Carnegie Mellon study of Twitter sentiments yields results similar to public opinion polls
Computer analysis of sentiments expressed in a billion Twitter messages during 2008-2009 yielded measures of consumer confidence and of presidential job approval similar to those of well-established public opinion polls, Carnegie Mellon University researchers report.
The findings suggest that analyzing the text found in streams of tweets could become a cheap, rapid means of gauging public opinion on at least some subjects, said Noah Smith, assistant professor of language technologies and machine learning in the School of Computer Science. But tools for extracting public opinion from social media text are still crude and social media remain in their infancy, he cautioned, so the extent to which these methods could replace or supplement traditional polling is still unknown.

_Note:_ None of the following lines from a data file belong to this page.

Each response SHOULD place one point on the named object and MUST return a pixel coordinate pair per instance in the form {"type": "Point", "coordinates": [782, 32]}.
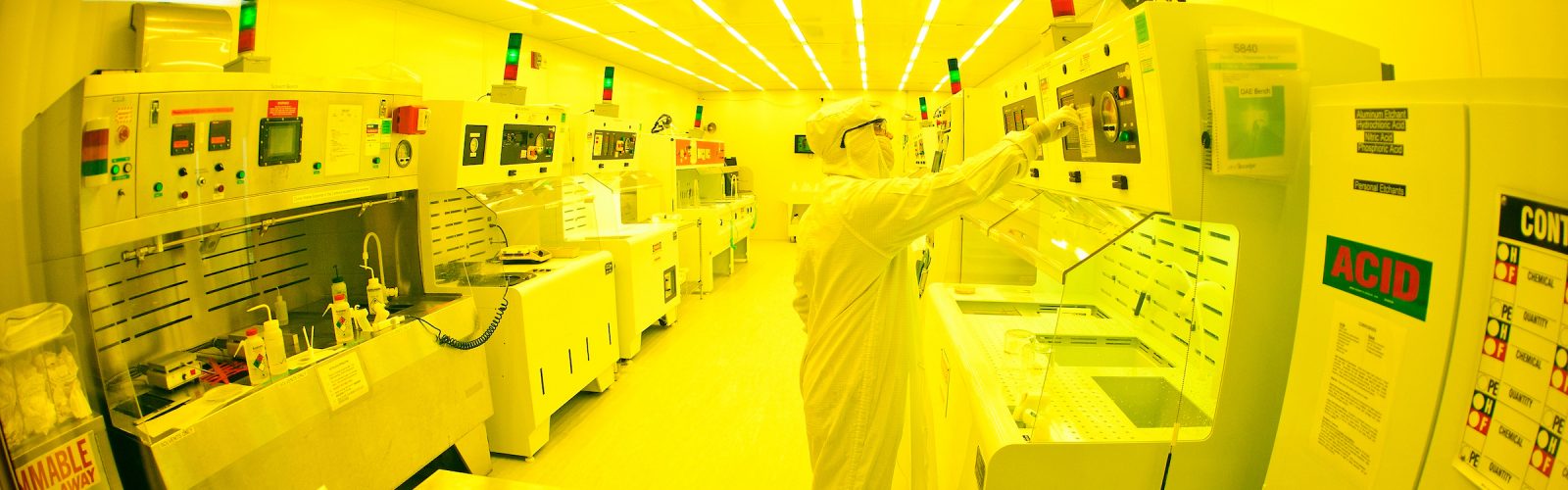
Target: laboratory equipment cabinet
{"type": "Point", "coordinates": [1150, 349]}
{"type": "Point", "coordinates": [1429, 351]}
{"type": "Point", "coordinates": [169, 206]}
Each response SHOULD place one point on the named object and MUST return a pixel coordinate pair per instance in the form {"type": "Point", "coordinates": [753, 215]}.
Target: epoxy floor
{"type": "Point", "coordinates": [710, 403]}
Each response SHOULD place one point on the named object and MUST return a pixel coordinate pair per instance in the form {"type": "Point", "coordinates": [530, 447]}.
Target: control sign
{"type": "Point", "coordinates": [1518, 415]}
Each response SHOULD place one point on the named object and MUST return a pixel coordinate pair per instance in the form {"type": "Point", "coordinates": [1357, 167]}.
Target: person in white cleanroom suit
{"type": "Point", "coordinates": [855, 288]}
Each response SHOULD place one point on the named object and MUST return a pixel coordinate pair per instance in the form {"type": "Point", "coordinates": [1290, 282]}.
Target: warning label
{"type": "Point", "coordinates": [282, 109]}
{"type": "Point", "coordinates": [1379, 126]}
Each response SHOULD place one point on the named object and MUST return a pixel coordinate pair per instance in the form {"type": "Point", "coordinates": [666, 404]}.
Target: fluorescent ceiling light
{"type": "Point", "coordinates": [859, 38]}
{"type": "Point", "coordinates": [564, 20]}
{"type": "Point", "coordinates": [802, 38]}
{"type": "Point", "coordinates": [733, 33]}
{"type": "Point", "coordinates": [930, 13]}
{"type": "Point", "coordinates": [984, 36]}
{"type": "Point", "coordinates": [639, 16]}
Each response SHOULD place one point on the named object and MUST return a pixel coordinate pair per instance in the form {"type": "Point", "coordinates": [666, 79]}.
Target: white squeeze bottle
{"type": "Point", "coordinates": [273, 344]}
{"type": "Point", "coordinates": [256, 359]}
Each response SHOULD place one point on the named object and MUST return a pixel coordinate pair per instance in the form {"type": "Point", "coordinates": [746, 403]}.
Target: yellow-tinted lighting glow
{"type": "Point", "coordinates": [930, 13]}
{"type": "Point", "coordinates": [559, 18]}
{"type": "Point", "coordinates": [984, 36]}
{"type": "Point", "coordinates": [742, 39]}
{"type": "Point", "coordinates": [671, 35]}
{"type": "Point", "coordinates": [802, 38]}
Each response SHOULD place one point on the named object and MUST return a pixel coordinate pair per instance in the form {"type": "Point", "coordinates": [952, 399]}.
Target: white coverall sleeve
{"type": "Point", "coordinates": [896, 211]}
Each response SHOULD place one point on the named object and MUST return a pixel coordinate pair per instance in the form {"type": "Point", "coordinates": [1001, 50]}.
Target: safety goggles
{"type": "Point", "coordinates": [875, 124]}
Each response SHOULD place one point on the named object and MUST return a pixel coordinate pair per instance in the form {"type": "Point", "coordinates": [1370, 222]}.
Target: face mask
{"type": "Point", "coordinates": [886, 156]}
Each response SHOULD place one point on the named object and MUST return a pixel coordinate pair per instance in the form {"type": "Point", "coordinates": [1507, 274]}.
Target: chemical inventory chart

"With seven million or more messages being tweeted each day, this data stream potentially allows us to take the temperature of the population very quickly," Smith said. "The results are noisy, as are the results of polls. Opinion pollsters have learned to compensate for these distortions, while we're still trying to identify and understand the noise in our data. Given that, I'm excited that we get any signal at all from social media that correlates with the polls."
The study findings will be presented May 25 at the Association for the Advancement of Artificial Intelligence's International Conference on Weblogs and Social Media in Washington, D.C.
In the study, Smith and his colleagues collected a billion microblog messages — averaging about 11 words each — posted to Twitter during 2008 and 2009. They used simple text analysis techniques to identify messages that pertained to the economy or to politics and then found words within the text that indicated if the writer expressed positive or negative sentiments.
Results regarding consumer confidence were compared with the Index of Consumer Sentiment (ICS) from Reuters/University of Michigan Surveys of Consumers and the Gallup Organization's Economic Confidence Index. Political sentiments regarding President Obama were compared with Gallup's daily tracking poll on presidential job approval and views regarding the 2008 U.S. presidential election were compared with a compilation of 46 different polls prepared by Pollster.com. The ICS, Gallup and Pollster.com measurements were all obtained from telephone surveys using traditional polling techniques.
The Twitter-derived sentiment measurements were much more volatile day-to-day than the polling data, but when the researchers "smoothed" the results by averaging them over a period of days, the results often correlated closely with the polling data, said Brendan O'Connor, a graduate student in Carnegie Mellon's Language Technologies Institute and first author of the study. Consumer confidence, for instance, followed the same general slide through 2008 and the same rebound in February/March of 2009 as was seen in the poll data. The researchers noted that the ICS and Gallup data had a correlation of 86 percent over the period; the Twitter-derived sentiments had between 72 percent and 79 percent correlation with the Gallup data, depending on the number of days averaged to smooth the data.
Likewise, both the Twitter-derived sentiments and the traditional polls reflected declining approval of President Obama's job performance during 2009, with a 72 percent correlation between them.
But the researchers found that their sentiment analysis did not correlate as well with election polling during 2008. For instance, increased mentions of "Obama" tended to correlate with rises in Barack Obama's polling numbers, but increased mentions of "McCain" also correlated with rises in Obama's popularity. Improved computational methods for understanding natural language, particularly the unusual lexicon of microblogs, will be necessary before Twitter feeds can be reliably mined to predict elections, the researchers concluded.
"The Web is so mainstream now that there's no question that the Web is representative somehow of the population," O'Connor said. But pinning down Web demographics is still difficult, he acknowledged, noting that Twitter traffic alone increased by a factor of 50 during the two-year span of the study.
Using computer programs to judge the sentiments of microblogs is fraught with potential error, but even with the crude tools used in this exploratory research, the accuracy is better than can be achieved by chance, O'Connor said. "The massive amount of data was crucial in making this work," he explained. "We don't need to get the sentiment of every individual right to understand sentiments in aggregate."
Improved natural language processing tools, as well as query-driven analysis and use of demographic and time stamp data available on some social media sites, could increase the sophistication and reliability of microblog analysis.